Volko Audio
- Genre: Music technology
- Founded: 2004
- Founder: Volkan Özyılmaz (Founder)
- Headquarters: Istanbul, Turkey
- Products: Volko Baglama, Volko Alaturka Drum
- Website: http://www.volkoaudio.com

= Volko Audio =

Volko Audio is a music technology company located in Turkey, Istanbul that produces virtual instruments and audio effects. It is the first company to produce virtual instruments in Turkey. Its product Volko Baglama is the first Turkish professional virtual instrument in the world.

==History==
The company was founded in August 2004 by Volkan Özyılmaz. Its was originally named Volko and the first product was Volko Baglama which was released in 2005. Volko Baglama is the first virtual professional baglama instrument. In July 2009 the firm started the second project, the Volko Alaturka Drum. The company changed its name to Volko Audio in May 2010. The Volko Alaturka Drum was released in January 2011.

==Volko Baglama==
Volko Baglama was released on 31 May 2005 and was described as the first Turkish made virtual instrument by Kvr Audio, a website dedicated to audio effects and virtual instruments. In July 2005, the Turkish music technology magazine "Volume" reviewed Volko Baglama and also mentioned it being the first virtual instrument made in Turkey.

==Volko Alaturka Drum==
Volko Alaturka Drum is a virtual instrument drummer which can play middle eastern rhythms. It was announced at 13 January 2011 Kvr Audio News Item.

It was reviewed by Paolo Tonelli on Audio Video Music Magazine in Italy.

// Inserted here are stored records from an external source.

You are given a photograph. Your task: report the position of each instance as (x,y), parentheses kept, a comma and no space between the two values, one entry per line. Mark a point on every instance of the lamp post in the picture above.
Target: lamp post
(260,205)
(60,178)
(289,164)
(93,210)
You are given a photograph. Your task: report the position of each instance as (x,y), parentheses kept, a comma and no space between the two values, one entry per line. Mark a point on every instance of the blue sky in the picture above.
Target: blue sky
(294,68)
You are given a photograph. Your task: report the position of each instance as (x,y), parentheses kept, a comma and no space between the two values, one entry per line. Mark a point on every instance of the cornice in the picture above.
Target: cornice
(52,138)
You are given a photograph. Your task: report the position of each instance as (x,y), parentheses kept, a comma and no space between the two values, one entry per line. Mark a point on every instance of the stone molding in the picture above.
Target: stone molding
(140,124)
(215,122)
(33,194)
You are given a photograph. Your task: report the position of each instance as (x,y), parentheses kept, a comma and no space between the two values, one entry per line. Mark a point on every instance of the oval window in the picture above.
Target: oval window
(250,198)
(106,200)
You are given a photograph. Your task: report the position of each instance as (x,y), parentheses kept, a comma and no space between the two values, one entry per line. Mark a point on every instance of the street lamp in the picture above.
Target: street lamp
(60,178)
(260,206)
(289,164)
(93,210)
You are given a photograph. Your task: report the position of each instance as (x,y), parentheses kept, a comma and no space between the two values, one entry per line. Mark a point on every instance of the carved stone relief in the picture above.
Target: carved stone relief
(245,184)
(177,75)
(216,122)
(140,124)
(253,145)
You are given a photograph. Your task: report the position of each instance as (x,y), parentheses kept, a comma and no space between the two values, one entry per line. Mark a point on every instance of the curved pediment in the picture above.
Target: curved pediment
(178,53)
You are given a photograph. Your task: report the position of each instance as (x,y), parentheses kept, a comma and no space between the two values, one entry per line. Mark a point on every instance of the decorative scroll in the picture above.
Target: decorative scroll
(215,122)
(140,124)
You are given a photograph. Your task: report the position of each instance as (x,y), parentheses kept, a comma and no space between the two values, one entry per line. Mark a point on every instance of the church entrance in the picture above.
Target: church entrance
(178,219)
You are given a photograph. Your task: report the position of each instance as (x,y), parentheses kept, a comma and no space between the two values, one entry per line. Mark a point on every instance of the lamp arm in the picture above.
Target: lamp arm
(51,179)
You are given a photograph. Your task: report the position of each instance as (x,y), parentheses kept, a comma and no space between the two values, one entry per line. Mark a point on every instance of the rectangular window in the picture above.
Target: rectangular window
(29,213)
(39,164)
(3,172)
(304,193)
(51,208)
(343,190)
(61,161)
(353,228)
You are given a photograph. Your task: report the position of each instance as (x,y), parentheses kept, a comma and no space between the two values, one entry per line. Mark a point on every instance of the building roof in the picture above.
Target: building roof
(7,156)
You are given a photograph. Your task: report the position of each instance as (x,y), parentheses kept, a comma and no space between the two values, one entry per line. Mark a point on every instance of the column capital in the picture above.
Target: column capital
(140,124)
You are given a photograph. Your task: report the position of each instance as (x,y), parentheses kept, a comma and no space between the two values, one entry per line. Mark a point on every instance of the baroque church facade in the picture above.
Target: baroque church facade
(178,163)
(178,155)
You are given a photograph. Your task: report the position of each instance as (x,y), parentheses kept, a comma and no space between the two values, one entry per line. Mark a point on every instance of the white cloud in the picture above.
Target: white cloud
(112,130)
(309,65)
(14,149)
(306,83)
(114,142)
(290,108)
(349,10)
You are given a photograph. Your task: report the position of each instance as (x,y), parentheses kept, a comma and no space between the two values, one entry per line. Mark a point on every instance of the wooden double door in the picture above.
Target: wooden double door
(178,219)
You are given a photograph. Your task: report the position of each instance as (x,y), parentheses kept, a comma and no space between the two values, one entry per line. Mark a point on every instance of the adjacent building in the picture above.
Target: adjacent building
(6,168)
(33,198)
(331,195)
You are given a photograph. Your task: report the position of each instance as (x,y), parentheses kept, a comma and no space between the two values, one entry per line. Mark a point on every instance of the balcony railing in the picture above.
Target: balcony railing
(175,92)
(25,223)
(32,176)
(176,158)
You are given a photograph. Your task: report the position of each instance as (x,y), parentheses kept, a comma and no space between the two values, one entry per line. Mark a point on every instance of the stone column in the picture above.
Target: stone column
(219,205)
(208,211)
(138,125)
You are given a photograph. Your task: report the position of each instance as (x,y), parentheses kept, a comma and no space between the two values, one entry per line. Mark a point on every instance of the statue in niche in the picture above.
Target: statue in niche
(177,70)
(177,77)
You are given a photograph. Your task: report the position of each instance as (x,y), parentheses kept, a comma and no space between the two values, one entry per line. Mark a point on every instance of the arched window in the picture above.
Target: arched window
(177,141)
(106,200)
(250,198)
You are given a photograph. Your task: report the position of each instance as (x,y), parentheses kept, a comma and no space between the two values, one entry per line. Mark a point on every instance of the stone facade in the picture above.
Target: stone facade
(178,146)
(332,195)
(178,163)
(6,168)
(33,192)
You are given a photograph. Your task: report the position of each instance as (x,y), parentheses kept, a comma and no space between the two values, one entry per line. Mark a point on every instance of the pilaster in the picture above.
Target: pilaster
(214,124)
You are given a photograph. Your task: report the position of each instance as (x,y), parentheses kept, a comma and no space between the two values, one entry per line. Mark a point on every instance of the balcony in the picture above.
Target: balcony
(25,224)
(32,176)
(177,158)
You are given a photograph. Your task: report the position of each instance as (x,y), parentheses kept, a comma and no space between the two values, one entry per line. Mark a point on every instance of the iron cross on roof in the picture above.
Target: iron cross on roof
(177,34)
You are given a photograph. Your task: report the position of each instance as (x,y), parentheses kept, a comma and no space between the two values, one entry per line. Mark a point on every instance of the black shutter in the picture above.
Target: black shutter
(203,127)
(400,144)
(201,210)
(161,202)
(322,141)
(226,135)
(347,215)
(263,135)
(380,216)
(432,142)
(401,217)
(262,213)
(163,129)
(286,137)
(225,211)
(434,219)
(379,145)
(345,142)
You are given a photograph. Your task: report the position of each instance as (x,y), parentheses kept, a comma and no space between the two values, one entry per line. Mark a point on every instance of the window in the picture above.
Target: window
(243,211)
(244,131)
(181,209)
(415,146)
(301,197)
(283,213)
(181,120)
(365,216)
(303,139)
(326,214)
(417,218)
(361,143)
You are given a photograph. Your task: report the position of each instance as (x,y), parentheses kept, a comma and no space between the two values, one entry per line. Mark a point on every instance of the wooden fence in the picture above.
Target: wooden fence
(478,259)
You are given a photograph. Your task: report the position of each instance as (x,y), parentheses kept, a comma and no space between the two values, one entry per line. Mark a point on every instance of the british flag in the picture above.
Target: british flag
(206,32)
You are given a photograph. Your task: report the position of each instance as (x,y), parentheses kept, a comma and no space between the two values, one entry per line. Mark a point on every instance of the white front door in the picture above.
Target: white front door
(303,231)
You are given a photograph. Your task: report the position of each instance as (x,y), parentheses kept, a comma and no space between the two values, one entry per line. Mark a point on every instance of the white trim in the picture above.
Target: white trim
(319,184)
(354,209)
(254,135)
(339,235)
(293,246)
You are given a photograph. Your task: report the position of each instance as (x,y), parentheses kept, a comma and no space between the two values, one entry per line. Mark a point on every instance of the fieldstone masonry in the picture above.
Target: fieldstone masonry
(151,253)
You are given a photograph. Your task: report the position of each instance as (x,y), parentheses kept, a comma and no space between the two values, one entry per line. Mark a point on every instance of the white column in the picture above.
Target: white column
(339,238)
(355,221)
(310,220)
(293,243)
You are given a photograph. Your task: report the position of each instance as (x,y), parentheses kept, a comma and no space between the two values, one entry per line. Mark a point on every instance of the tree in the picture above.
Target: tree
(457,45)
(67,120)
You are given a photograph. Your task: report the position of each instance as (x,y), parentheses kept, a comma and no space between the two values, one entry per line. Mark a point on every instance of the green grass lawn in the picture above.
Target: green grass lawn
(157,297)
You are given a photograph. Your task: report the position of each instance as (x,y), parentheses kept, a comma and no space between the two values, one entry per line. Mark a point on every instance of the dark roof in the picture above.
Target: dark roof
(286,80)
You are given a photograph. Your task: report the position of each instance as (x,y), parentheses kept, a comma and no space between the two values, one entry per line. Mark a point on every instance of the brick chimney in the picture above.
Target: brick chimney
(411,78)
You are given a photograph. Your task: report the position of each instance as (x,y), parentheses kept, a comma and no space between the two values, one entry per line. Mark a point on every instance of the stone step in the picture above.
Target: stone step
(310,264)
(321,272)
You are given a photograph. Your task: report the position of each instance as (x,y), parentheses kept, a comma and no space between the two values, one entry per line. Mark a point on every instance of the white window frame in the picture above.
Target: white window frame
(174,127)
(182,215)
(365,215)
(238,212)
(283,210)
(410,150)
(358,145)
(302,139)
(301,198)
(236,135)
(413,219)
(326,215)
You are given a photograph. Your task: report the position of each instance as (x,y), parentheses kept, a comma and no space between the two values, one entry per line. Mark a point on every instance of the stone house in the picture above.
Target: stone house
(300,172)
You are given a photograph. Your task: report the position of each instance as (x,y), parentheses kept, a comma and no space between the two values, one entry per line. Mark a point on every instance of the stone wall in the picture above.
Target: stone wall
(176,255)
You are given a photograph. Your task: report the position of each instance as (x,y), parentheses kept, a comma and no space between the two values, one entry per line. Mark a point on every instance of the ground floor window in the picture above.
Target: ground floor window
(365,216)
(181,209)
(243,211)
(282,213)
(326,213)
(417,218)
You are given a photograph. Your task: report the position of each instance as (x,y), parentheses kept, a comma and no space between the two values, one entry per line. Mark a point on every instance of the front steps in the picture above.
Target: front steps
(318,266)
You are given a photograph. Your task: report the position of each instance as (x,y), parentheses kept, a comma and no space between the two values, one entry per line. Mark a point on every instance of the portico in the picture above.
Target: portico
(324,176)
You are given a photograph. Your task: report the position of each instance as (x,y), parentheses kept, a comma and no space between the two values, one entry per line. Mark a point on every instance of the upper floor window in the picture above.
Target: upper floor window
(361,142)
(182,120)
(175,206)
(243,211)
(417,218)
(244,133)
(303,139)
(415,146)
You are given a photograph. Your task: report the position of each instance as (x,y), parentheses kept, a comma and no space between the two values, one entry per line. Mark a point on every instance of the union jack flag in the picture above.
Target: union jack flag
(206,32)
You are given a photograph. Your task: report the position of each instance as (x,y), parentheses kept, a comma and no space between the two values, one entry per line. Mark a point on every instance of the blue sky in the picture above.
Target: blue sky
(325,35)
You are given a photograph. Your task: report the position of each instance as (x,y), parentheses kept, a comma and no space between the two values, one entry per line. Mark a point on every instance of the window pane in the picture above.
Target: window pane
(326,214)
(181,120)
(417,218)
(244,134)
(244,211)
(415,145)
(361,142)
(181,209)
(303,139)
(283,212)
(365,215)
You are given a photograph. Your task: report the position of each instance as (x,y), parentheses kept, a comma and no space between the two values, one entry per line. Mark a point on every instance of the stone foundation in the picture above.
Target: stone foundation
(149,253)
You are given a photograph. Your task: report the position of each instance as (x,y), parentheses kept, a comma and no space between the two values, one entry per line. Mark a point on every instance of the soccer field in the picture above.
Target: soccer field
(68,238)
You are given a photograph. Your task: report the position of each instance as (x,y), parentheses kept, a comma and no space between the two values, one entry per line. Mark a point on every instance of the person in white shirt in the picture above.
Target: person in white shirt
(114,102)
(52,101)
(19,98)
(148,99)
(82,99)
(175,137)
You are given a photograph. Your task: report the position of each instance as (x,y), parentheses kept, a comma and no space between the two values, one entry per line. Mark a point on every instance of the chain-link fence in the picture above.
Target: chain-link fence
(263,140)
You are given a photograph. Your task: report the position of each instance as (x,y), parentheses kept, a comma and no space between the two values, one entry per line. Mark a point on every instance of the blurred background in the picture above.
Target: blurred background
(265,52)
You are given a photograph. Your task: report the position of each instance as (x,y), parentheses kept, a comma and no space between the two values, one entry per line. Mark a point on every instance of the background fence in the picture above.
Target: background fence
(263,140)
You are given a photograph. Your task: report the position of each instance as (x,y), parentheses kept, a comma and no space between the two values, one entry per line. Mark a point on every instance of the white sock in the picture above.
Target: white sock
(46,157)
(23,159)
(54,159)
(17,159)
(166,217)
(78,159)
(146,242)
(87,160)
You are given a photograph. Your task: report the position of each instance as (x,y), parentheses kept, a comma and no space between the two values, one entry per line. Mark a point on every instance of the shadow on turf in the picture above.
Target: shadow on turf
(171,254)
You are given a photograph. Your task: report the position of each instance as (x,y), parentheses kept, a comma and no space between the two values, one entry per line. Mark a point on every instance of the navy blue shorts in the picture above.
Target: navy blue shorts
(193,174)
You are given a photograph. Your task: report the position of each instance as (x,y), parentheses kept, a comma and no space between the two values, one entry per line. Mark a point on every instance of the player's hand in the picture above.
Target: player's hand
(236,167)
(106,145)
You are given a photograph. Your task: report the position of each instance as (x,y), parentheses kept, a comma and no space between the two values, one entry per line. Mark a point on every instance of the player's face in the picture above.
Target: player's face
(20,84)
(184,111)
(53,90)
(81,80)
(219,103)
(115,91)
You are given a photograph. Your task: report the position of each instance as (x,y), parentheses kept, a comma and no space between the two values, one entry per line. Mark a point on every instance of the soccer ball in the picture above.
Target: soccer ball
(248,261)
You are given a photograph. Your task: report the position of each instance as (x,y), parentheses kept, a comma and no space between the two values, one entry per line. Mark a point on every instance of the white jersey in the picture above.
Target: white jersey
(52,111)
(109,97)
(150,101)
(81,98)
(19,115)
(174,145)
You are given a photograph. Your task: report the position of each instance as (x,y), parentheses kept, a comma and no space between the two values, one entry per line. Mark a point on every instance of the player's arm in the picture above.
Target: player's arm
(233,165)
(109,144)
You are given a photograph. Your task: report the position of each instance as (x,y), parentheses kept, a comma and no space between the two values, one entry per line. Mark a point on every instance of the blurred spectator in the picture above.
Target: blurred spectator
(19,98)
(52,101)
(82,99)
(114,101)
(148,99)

Review The review highlights: "A complete plug-in equipped with various styles, colors, imagination and music taste which is able to introduce us many new ideas." "(A) Plug-in which is dedicated to the traditional rhythms of (the) middle east."

In 2013 May, audiofanzine website reviewed Volko Alaturka Drum in The Best Virtual Drums list saying "Volko Alaturka Drum is quite special: it allows you to incorporate rhythms from the Middle East and North Africa into your songs, but with a somewhat "western" sound."